A new Elway poll finds that 70 percent of Washington state voters support I-594, which would require more extensive background checks for gun sales, including sales online and at gun shows. Meanwhile, 46 percent support I-591, which would prohibit background checks on gun sales "unless a national standard is required," essentially enshrining the status quo in Washington state.
That represents a slight decline in support for I-594 since April, when 72 percent of voters said they supported it, and a larger slide for 591, from 55 percent.
However, you'll notice that the total number of voters who say they support 594 and those who say they support 591 adds up to well over 100 percent. That's because nearly one third of voters (32 percent) say they're inclined to vote for both measures, despite the fact that they would have opposite effects.

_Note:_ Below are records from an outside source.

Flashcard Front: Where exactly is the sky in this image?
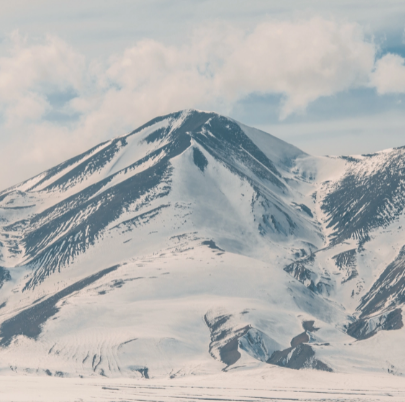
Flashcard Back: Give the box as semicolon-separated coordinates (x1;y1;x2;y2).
0;0;405;189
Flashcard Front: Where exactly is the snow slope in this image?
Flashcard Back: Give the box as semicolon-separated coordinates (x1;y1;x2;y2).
0;110;405;379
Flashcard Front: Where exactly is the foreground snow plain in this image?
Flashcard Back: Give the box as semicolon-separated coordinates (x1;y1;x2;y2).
0;111;405;401
0;365;405;402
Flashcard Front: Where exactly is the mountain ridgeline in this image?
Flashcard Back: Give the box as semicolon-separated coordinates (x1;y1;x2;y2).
0;110;405;378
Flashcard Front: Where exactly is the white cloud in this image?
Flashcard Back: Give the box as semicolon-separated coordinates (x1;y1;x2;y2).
371;53;405;94
0;18;404;188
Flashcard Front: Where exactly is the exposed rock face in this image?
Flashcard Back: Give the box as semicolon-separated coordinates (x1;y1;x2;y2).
0;110;405;378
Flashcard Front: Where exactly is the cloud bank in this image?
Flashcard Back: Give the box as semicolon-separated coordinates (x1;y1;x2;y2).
0;18;405;187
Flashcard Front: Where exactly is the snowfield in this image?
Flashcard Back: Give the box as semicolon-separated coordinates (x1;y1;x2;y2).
0;110;405;401
0;365;405;402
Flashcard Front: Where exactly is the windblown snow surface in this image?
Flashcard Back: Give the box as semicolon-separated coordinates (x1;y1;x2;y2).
0;110;405;401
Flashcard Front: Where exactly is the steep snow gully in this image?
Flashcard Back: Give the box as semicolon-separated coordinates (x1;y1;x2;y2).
0;110;405;378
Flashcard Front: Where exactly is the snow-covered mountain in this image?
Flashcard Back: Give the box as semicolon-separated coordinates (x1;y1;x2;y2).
0;110;405;378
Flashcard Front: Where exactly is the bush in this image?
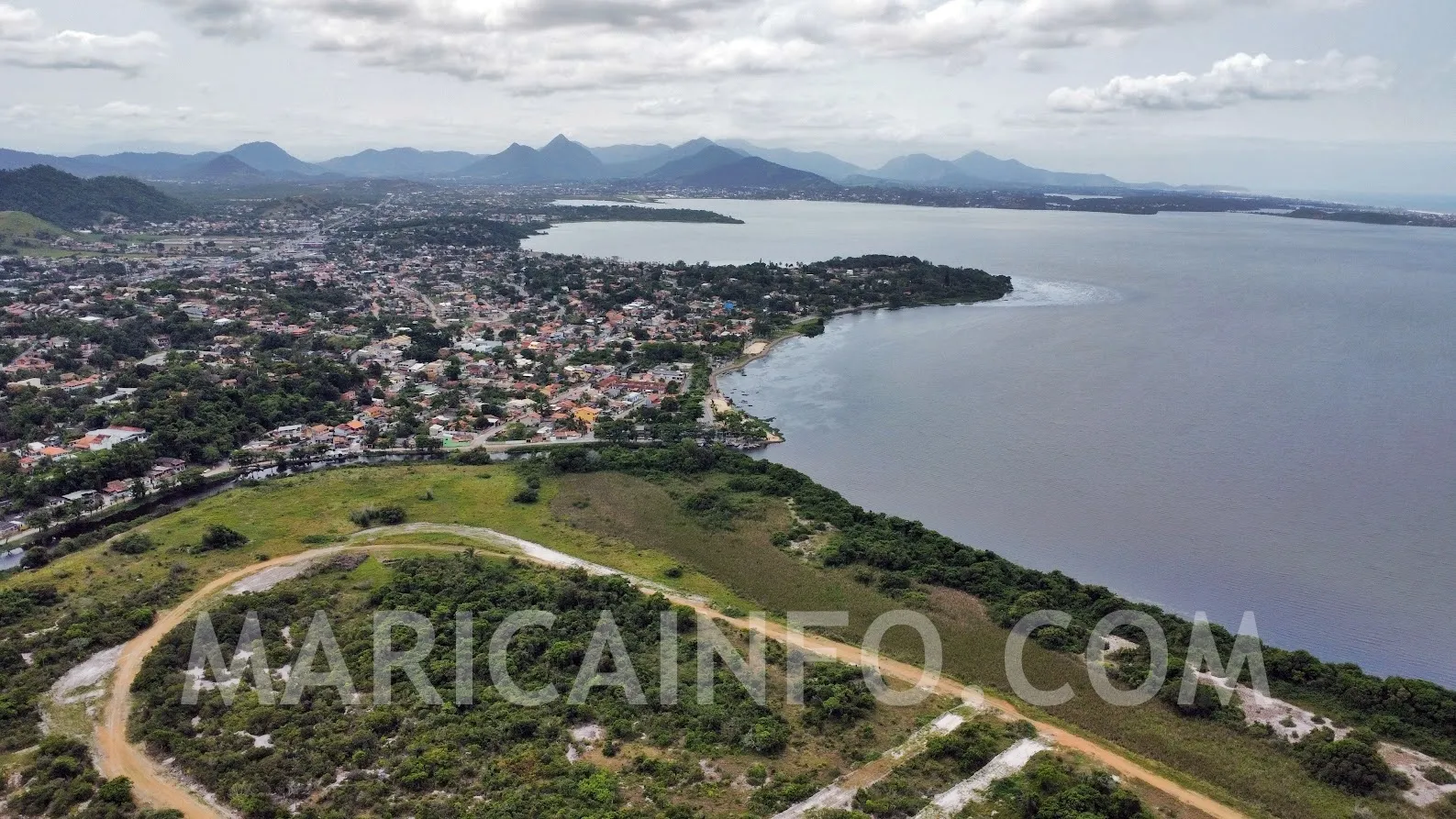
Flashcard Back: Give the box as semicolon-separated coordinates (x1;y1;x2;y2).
1421;765;1456;786
111;534;157;554
194;526;248;553
350;506;407;529
1295;729;1411;796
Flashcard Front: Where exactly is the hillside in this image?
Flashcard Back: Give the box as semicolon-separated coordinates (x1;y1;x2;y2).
460;137;607;184
677;157;839;188
0;211;70;253
183;154;266;182
0;166;188;227
319;149;481;176
647;142;742;179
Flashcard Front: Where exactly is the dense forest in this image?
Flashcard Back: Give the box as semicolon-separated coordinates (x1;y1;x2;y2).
529;444;1456;759
0;164;188;227
523;255;1012;318
132;554;914;819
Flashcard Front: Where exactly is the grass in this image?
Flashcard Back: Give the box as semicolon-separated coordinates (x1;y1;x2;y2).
0;466;1419;819
553;474;1418;819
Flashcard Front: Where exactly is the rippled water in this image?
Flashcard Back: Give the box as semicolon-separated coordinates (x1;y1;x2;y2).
531;202;1456;683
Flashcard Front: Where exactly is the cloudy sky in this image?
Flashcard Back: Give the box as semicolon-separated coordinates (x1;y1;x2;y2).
0;0;1456;195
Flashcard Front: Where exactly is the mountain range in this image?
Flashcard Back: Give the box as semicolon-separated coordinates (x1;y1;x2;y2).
0;136;1217;191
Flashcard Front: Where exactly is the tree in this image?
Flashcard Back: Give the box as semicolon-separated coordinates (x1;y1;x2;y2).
196;526;248;551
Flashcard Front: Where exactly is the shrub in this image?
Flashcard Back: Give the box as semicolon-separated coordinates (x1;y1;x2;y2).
194;526;248;553
350;506;407;529
1295;729;1411;796
111;534;157;554
1421;765;1456;786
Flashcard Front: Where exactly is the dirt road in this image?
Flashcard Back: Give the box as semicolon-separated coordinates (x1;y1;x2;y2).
96;524;1246;819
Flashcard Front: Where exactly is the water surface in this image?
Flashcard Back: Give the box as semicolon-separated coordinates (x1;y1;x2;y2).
530;201;1456;683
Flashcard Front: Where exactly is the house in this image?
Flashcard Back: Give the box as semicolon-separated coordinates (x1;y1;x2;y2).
147;459;186;481
101;480;131;501
61;489;101;509
72;426;149;452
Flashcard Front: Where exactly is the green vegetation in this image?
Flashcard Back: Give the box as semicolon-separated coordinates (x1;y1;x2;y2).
0;459;1432;819
549;447;1408;819
1421;765;1456;786
0;164;188;227
972;754;1153;819
855;717;1015;819
132;554;943;819
350;494;407;529
0;466;741;752
1295;727;1411;796
0;211;72;255
0;736;182;819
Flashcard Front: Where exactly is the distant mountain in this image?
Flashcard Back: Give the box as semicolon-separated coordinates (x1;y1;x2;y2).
319;149;481;176
643;139;744;179
72;151;212;179
650;146;838;189
460;136;606;184
0;166;188;227
228;142;323;176
591;142;672;164
181;154;268;183
0;149;117;176
950;151;1127;188
869;154;965;186
719;139;865;182
0;211;72;255
607;137;725;179
853;151;1131;189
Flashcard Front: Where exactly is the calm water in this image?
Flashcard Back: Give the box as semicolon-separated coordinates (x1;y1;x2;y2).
531;201;1456;683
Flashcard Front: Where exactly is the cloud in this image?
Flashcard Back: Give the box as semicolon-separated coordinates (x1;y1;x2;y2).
1047;51;1391;114
157;0;270;39
0;5;40;40
0;3;161;75
144;0;1359;94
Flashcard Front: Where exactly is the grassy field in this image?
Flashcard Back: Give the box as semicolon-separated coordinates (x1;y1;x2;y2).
553;474;1418;819
0;466;1421;819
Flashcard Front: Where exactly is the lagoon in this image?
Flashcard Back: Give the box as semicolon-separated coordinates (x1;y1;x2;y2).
527;201;1456;685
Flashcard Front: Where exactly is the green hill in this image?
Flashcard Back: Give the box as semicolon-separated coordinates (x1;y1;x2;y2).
0;164;188;227
0;211;72;253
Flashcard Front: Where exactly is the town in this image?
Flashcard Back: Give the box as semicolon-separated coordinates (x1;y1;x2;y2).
0;191;1010;549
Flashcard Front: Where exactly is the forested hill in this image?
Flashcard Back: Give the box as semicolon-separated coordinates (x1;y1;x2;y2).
0;164;188;227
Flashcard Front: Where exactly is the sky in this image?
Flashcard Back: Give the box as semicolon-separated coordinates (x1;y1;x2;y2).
0;0;1456;196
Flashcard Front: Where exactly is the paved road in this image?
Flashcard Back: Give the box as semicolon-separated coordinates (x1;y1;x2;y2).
96;524;1248;819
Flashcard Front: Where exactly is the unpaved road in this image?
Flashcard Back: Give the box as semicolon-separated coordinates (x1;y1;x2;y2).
96;524;1248;819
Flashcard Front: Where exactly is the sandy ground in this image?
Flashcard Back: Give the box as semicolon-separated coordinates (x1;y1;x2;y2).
1198;670;1456;807
1198;670;1350;742
1380;742;1456;807
915;739;1051;819
773;705;974;819
96;524;1246;819
51;646;122;705
228;563;308;595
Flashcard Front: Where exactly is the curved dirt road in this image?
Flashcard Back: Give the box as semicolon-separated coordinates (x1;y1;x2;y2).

What's going on? Elway notes that the two measures have "similar sounding ballot titles," which could be creating voter confusion.
I-591, which "Concerns firearms," reads, "This measure would prohibit government agencies from confiscating guns or other firearms from citizens without due process, or from requiring background checks on firearm recipients unless a uniform national standard is required."
And I-594, which "Concerns background checks for firearms sales and transfers," reads, "This measure would apply currently used criminal and public safety background checks by licensed dealers to all firearm sales and transfers, including gun show and online sales, with specific exceptions."
Overall, state voters are strongly supportive of background checks; asked the broader question, "Do you favor more extensive background checks for gun sales? Or do you favor keeping the background check system as it is?," 61 percent said they favored more extensive background checks, and 33 percent said they liked the system as it is—numbers that have scarcely budged since April, when the balance was 62-32.
Almost half of the respondents to the poll, which has a margin of error of +/-4.5 percent, included nearly half self-identified "independents" (48 percent), and appeared to skew somewhat older—59 percent of the respondents were over 50.